Judong Shen & Andrew Slater
This workflow implements HIBAG1 to impute 4-digit classical HLA alleles from SNV genotypes in the xMHC region and convert the probabilities to a binary-expanded set of doses in minimac format. HIBAG was developed in a collaboration between GSK and the University of Washington which maintains the R package and hosts a series of pre-fit classification models on their website.
Currently, the pre-fit models are all trained from a single reference dataset of individuals with both classical HLA genotypes (determined by direct assaying) and SNV genotypes from arrays of the Illumina 1M class (unclear which specific version(s)). To train each model, the SNV genotypes in the reference dataset were subset to the variants on the array of interest that are polymorphic in the ancestry group of interest. For example, the Asian model for the Affymetrix Genome-Wide Human SNP Array 5.0 was trained using the Asian individuals from the reference dataset, removing monomorphic SNVs in this subset of individuals and removing SNVs not assayed by the Affymetrix Genome-Wide Human SNP Array 5.0.
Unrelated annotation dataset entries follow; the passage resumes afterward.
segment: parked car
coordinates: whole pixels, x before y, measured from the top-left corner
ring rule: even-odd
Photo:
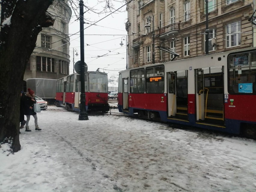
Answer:
[[[47,101],[45,101],[42,98],[38,97],[36,95],[35,96],[35,98],[36,102],[39,104],[40,109],[41,110],[45,110],[48,108]]]
[[[117,96],[118,95],[118,93],[112,92],[111,93],[108,94],[108,99],[117,99]]]

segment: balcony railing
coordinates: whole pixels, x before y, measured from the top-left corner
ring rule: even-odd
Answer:
[[[180,30],[180,23],[174,23],[164,26],[159,29],[159,35],[161,35],[169,32],[174,31],[177,33]]]

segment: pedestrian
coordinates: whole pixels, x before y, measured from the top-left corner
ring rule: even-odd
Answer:
[[[24,103],[25,97],[25,94],[22,91],[20,93],[20,129],[23,128],[26,123],[26,121],[24,119],[24,115],[25,114]]]
[[[37,124],[37,116],[36,115],[36,113],[34,111],[34,105],[36,102],[35,99],[35,92],[29,88],[28,89],[28,91],[26,93],[25,95],[24,100],[25,114],[27,117],[25,131],[30,132],[31,131],[29,127],[29,123],[30,119],[30,115],[32,115],[35,119],[35,130],[36,131],[41,131],[42,129],[39,128]]]

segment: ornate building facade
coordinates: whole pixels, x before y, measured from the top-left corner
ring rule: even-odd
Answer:
[[[55,1],[47,12],[54,25],[43,28],[26,66],[23,80],[41,78],[56,79],[69,75],[70,56],[69,23],[71,10],[67,0]]]
[[[208,1],[209,53],[253,46],[254,1]],[[205,0],[134,0],[126,9],[129,68],[153,63],[153,52],[155,63],[206,54]]]

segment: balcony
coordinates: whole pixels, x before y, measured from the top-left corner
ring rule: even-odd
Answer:
[[[177,35],[180,30],[180,23],[174,23],[159,29],[159,37],[166,38],[170,35]]]
[[[142,38],[143,36],[140,36],[133,40],[133,45],[132,45],[132,48],[133,49],[136,49],[139,47],[140,45],[143,43],[143,41],[142,41]]]

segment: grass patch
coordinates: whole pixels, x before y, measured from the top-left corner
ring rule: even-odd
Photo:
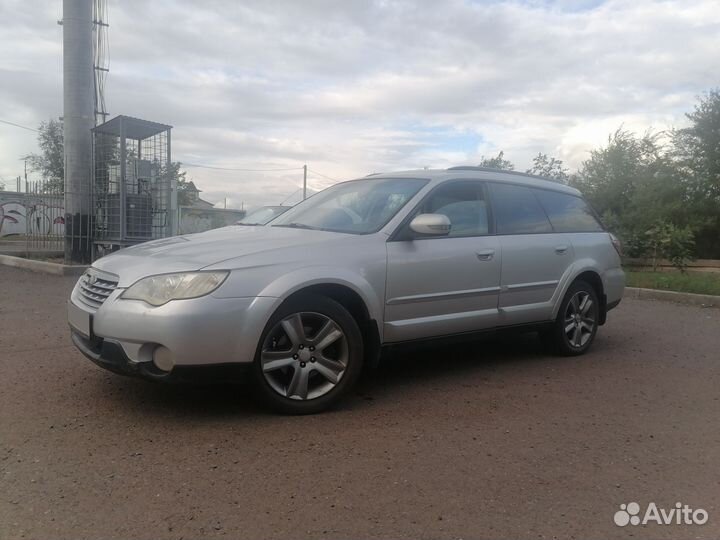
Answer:
[[[625,272],[628,287],[720,296],[720,273],[636,272],[627,269]]]

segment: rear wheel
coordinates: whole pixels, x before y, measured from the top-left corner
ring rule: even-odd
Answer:
[[[600,303],[595,289],[576,281],[565,294],[552,327],[542,334],[550,348],[564,356],[585,353],[597,334]]]
[[[283,304],[265,327],[254,373],[262,397],[285,414],[325,410],[360,374],[363,339],[338,302],[304,295]]]

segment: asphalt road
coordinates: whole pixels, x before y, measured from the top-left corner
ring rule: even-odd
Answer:
[[[106,373],[73,278],[0,266],[0,538],[718,538],[720,310],[627,300],[582,358],[396,355],[339,410]],[[705,525],[613,523],[621,503]]]

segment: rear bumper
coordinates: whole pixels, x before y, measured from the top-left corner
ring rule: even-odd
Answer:
[[[172,371],[161,371],[152,362],[133,362],[119,343],[95,337],[88,339],[71,332],[73,344],[95,365],[129,377],[166,382],[238,382],[246,378],[250,364],[208,364],[176,366]]]

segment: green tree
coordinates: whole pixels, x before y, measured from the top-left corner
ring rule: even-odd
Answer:
[[[620,128],[570,180],[623,239],[630,256],[656,255],[660,239],[671,236],[672,242],[663,242],[692,246],[696,222],[688,184],[663,136],[647,132],[638,137]]]
[[[674,158],[688,187],[700,257],[720,257],[720,89],[700,98],[690,125],[673,132]]]
[[[30,170],[40,173],[45,181],[45,190],[62,193],[65,191],[65,155],[63,150],[63,125],[59,120],[41,122],[38,128],[39,154],[27,157]]]
[[[570,180],[568,174],[569,169],[563,167],[563,162],[560,159],[549,157],[547,154],[539,152],[537,156],[533,158],[532,167],[527,171],[529,174],[536,174],[561,184],[567,184]]]
[[[488,167],[490,169],[499,169],[501,171],[514,171],[515,165],[505,159],[505,152],[500,150],[497,156],[492,158],[482,157],[480,167]]]

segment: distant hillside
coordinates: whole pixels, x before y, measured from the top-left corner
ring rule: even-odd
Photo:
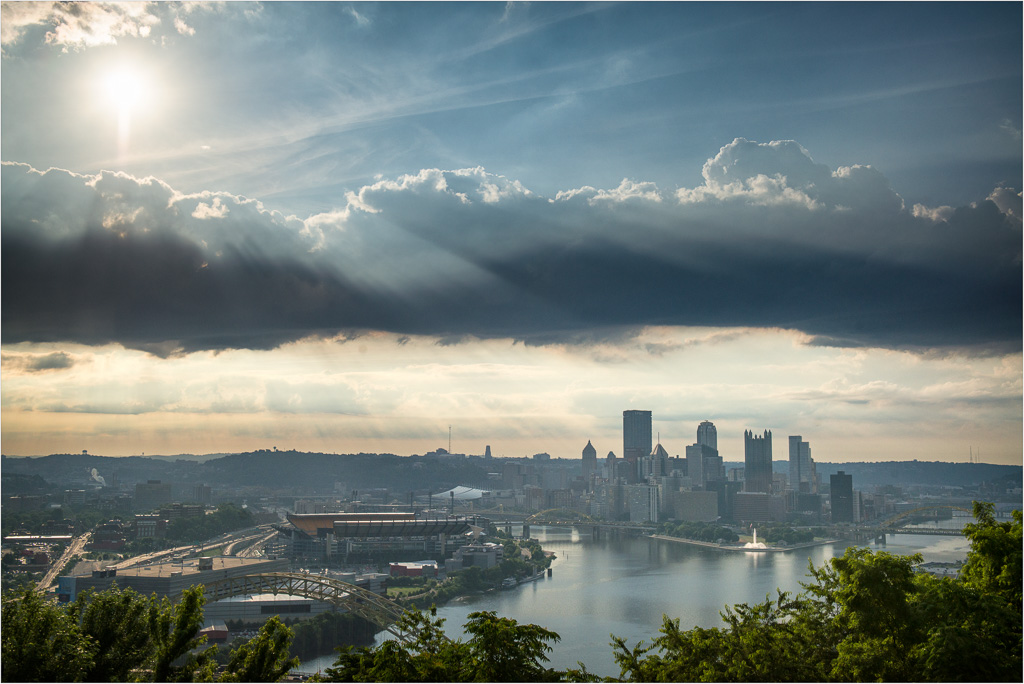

1) Zheng X, Shen J, Cox C, Wakefield J, Ehm M, Nelson M, Weir BS. HIBAG – HLA Genotype Imputation with Attribute Bagging. Pharmacogenomics Journal (2013). doi: 10.1038/tpj.2013.18.
This workflow consists of a csh driver script which calls R scripts to perform the following steps:
An ancestry map file is included
If ethnicity is Hispanic, ancestry is Hispanic. Otherwise, use this table to map race to ancestry:
Race | Ancestry |
---|---|
African American/African Heritage | African |
American Indian or Alaskan Native | Broad |
Asian - Central/South Asian Heritage | Broad |
Asian - East Asian Heritage | Asian |
Asian - Japanese Heritage | Asian |
Asian - South East Asian Heritage | Asian |
Native Hawaiian or Other Pacific Islander | Broad |
White - Arabic/North African Heritage | European |
White - White/Caucasian/European Heritage | European |
Call the driver script. Below is an example command if your plink dataset is named PGxNNN.bed, your ancestry map file is named ancestry.txt and both are in the current directory. nohup is recommended as it will take several hours to run (~3 hours for 150 subjects). In this example, stdout and stderr are re-directed to files in the current directory (re-running will overwrite these files).
nohup /GWD/appbase/projects/statgen/GXapp/HIBAGImputation/RUN_HIBAG_HLA_IMPUTATION.sh PGxNNN ancestry.txt >myrun.out 2>myrun.err
Alternatively, to submit to SGE with e-mail notification
qsub -N PGxNNN -q dl580 -b y -l mt=5G -m e -cwd \
-e myrun.err \
-o myrun.out \
/GWD/appbase/projects/statgen/GXapp/HIBAGImputation/RUN_HIBAG_HLA_IMPUTATION.sh \
PGxNNN ancestry.txt
The workflow proceeds sequentially (cost/benefit of adding parallel computing support is unclear) as follows:
For each ancestry group present in the data per the ancestry map file, iterate over the relevant pre-fit models in /GWD/appbase/projects/RD-MDD-GX_PUBLIC/HIBAG_Classifiers (downloaded July 2, 2015) where the name of the ancestry group is present in the file name. For each model and locus:
Determine the coordinate and alleles of the SNVs and their contribution to the model.
Remove any ambiguous 'A/T' and 'C/G' SNVs.
Remove any SNVs whose alleles do not match those observed in the data for the same coordinate.
Using SNVs remaining, summarize overlap with data and append to Results_CheckSNPOverlap/comparison.txt:
Metric | Description |
---|---|
num.classifier | Number of classifiers in model |
num.model.snp | Number of SNVs in model |
mean.snp.in.classif | Average number of SNVs in a classifier |
mean.haplo.in.classif | Average number of haplotypes in a classifier |
mean.accuracy | Average accuracy of a classifier |
num.model.in.data | Number of SNVs in model and data (excludes ambiguous & mis-matching alleles) |
pct.model.in.data | num.model.in.data / num.model.snp |
sum.miss.pctl | The number of classifiers each SNV contributes to is converted to percentile as a measure of importance (higher = more important). This is the sum of the percentiles of SNVs not counted in num.model.in.data. |
Append list of names of overlapping SNVs in data to Results_CheckSNPOverlap/[Model File Name].extract.IDs.txt.